La partie suivante, thématique, s'avère encore plus intéressante. Elle s'ouvre par « la question religieuse », puis continue par deux sujets classiques, mais traités avec l'œil d'une historiographie qui l'est moins : « la violence révolutionnaire » et « la Terreur ». On sort ici, et c'est salutaire, des innombrables clichés sur ces révolutionnaires assoiffés de sang et destructeurs, cette Révolution prémices des totalitarismes du XXe siècle. La violence n'est évidemment pas niée ou minimisée mais contextualisée, de façon très claire.
Enfin, fondamental bien entendu : les conséquences de la Révolution, qu'Olivier Coquard résume dans son chapitre « l'invention d'un monde nouveau ».

« Le granit et le sang »

La dernière grande partie clôt logiquement la Révolution avec l'avènement de Napoléon Bonaparte, puis sa chute, entre 1799 et 1815. Le premier chapitre est surtout chronologique, comme son titre l'indique : « de la dictature à l'Empire ». Plus intéressants, les deux chapitres suivants. Le premier sur les nombreux changements sociétaux et politiques amenés par Napoléon, dans les institutions notamment. Le second, au beau titre (« La démesure tragique »), semble un peu court par rapport aux sujets passionnants qu'il effleure : « la Grande Armée », « l'Europe napoléonienne », ou « la chute et la mémoire ».

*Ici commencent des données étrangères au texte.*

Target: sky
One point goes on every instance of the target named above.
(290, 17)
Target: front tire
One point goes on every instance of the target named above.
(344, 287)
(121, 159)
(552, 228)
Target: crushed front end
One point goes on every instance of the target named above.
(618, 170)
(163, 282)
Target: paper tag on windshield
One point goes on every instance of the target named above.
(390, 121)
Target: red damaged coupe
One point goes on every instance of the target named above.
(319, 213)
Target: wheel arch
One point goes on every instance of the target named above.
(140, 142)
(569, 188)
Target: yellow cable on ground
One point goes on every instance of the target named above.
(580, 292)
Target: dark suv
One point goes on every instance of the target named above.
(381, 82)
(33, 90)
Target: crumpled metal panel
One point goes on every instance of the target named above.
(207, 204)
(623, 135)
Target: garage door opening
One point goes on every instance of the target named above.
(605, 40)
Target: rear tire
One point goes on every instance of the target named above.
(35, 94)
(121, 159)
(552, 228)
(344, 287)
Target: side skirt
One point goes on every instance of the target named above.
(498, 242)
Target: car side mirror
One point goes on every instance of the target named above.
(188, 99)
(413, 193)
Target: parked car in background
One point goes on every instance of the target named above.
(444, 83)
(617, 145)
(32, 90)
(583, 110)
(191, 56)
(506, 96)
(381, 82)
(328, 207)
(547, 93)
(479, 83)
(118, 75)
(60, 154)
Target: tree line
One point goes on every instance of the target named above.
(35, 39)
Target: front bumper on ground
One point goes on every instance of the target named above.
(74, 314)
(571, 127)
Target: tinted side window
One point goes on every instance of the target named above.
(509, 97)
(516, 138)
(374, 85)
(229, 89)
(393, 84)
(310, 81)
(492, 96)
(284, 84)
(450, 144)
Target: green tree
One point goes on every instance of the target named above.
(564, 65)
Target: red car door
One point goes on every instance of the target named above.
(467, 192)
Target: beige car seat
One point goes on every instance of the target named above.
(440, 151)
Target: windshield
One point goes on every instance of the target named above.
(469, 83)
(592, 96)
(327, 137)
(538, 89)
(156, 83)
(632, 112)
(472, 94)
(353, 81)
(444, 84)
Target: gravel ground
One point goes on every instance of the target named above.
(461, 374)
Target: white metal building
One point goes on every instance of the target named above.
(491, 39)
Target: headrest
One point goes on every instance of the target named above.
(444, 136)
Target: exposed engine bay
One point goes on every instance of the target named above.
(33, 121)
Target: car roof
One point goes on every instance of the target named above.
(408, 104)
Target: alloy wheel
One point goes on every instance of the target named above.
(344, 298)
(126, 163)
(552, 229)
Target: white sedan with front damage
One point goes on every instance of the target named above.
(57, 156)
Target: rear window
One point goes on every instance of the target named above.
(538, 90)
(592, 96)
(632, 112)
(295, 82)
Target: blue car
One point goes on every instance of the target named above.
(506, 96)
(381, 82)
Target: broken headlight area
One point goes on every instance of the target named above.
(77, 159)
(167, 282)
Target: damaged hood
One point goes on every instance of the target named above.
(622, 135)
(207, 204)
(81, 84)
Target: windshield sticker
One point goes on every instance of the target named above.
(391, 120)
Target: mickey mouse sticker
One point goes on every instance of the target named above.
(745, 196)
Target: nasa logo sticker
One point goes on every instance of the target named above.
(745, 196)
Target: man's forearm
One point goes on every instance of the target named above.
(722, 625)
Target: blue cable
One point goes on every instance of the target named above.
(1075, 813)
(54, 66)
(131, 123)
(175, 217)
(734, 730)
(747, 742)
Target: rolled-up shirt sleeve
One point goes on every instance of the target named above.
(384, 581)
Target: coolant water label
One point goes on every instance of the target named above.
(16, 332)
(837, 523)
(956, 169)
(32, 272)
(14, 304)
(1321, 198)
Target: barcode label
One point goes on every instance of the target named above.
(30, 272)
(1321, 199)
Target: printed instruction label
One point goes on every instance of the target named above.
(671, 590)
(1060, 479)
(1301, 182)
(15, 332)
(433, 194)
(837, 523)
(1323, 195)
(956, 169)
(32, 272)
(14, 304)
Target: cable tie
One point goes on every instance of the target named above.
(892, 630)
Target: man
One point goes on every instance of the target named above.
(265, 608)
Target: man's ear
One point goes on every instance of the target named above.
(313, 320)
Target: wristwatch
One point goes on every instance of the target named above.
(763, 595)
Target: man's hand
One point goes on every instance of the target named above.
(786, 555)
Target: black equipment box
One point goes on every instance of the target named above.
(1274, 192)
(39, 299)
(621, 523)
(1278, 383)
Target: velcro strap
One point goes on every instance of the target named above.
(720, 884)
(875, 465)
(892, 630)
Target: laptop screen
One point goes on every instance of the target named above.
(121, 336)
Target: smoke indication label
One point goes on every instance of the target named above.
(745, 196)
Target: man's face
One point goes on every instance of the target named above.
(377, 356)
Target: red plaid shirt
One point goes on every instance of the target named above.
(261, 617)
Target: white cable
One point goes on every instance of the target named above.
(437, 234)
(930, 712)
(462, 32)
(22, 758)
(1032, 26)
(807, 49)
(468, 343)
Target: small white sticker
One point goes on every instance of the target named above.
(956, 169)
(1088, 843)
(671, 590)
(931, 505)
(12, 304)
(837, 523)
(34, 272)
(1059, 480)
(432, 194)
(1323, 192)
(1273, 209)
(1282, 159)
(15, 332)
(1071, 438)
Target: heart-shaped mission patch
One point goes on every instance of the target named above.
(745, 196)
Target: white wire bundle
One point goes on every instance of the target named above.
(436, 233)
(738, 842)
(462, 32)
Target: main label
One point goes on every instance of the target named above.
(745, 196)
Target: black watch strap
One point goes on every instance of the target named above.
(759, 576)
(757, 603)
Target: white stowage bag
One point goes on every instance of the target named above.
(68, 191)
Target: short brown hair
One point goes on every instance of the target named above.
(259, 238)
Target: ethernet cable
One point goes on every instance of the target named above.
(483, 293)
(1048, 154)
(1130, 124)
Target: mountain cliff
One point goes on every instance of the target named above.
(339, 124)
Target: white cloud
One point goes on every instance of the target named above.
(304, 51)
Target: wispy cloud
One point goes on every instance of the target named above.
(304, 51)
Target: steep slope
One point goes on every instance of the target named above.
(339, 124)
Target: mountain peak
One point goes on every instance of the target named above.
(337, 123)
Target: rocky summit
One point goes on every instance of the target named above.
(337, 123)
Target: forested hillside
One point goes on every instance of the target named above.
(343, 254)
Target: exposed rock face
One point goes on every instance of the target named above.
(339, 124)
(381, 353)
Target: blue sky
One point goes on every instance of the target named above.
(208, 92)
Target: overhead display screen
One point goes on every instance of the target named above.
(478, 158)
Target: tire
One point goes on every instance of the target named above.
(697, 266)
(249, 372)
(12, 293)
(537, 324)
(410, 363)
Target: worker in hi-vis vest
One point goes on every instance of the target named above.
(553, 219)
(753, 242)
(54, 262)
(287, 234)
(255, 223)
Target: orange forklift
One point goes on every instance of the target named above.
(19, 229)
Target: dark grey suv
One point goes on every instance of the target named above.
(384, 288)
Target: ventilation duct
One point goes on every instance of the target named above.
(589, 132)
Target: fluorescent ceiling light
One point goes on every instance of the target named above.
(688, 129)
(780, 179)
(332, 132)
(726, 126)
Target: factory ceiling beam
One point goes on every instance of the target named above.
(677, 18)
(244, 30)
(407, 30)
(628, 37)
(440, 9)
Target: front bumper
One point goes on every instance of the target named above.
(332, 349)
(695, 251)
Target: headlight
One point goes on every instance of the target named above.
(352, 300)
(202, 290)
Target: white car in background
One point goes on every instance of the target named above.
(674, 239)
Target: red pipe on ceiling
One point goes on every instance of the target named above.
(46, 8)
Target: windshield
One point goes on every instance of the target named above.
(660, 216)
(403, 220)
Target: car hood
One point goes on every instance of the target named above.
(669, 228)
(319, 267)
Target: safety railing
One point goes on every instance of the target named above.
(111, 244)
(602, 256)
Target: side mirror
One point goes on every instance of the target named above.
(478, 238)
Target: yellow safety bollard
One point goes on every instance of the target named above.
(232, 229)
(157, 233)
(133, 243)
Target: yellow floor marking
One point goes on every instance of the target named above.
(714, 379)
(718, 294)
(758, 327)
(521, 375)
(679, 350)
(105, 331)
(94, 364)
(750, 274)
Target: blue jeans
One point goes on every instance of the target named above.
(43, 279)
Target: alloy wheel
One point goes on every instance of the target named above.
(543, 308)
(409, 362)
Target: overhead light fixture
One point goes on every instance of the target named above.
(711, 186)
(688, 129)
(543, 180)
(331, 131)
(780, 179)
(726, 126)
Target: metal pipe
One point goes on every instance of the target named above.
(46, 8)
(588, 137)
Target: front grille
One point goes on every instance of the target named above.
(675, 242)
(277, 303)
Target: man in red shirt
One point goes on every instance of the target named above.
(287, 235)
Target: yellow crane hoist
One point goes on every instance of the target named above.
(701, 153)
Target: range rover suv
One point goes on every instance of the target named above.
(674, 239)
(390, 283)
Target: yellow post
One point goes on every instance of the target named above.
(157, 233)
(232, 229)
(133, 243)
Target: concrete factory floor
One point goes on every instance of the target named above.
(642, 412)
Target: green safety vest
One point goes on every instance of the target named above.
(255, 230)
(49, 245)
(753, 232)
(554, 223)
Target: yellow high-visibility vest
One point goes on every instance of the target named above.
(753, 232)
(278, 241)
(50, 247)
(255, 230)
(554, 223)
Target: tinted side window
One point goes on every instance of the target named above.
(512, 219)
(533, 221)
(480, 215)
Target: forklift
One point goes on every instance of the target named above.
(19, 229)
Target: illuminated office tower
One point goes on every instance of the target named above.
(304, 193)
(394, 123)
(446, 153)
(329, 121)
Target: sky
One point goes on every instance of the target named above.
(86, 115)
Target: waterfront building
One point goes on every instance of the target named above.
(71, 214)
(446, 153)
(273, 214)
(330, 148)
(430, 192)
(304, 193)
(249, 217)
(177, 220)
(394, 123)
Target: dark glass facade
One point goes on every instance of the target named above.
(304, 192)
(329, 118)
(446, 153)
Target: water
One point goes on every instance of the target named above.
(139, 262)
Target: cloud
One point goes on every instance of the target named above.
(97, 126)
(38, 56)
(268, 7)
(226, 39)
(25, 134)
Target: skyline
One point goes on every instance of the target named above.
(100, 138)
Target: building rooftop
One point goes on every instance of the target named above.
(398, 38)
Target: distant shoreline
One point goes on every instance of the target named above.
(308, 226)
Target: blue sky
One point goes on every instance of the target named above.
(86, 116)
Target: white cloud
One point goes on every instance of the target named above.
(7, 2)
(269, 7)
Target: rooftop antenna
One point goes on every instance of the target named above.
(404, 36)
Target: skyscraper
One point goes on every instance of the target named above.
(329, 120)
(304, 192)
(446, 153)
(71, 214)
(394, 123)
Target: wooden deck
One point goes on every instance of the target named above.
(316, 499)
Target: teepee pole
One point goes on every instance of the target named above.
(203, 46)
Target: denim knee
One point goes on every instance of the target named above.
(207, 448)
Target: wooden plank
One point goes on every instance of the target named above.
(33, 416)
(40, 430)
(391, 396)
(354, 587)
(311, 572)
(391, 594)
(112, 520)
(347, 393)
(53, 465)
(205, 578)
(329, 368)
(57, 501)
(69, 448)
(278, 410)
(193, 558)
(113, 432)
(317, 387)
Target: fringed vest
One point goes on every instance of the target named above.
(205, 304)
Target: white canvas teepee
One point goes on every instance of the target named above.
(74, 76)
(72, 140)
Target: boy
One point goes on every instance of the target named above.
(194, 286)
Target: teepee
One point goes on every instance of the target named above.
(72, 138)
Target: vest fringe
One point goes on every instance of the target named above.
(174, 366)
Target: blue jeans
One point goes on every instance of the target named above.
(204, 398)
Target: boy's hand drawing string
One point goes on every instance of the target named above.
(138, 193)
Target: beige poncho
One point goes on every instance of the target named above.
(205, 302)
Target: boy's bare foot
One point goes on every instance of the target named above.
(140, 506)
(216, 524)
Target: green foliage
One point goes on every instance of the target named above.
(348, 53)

En conclusion, ce nouveau tome des « histoires personnelles de la France » que nous propose les PUF présente les mêmes qualités et défauts de ces prédécesseurs : très clair (et notamment très bien écrit, dans un style aisé et agréable, par Olivier Coquard), inspiré par la plus récente historiographie, donnant véritablement envie d'aller plus loin, l'ouvrage passe cependant rapidement sur certains thèmes que l'on aurait aimé plus amplement explorés. Il faut donc le prendre pour ce qu'il est : une excellente introduction à ce « grand XVIIIe siècle » qui a tant compté dans l'histoire de France. Pour approfondir, on s'appuiera sur la bibliographie évidemment proposée en fin d'ouvrage.

O. Coquard, Lumières et révolutions, PUF, 2013, 232 p.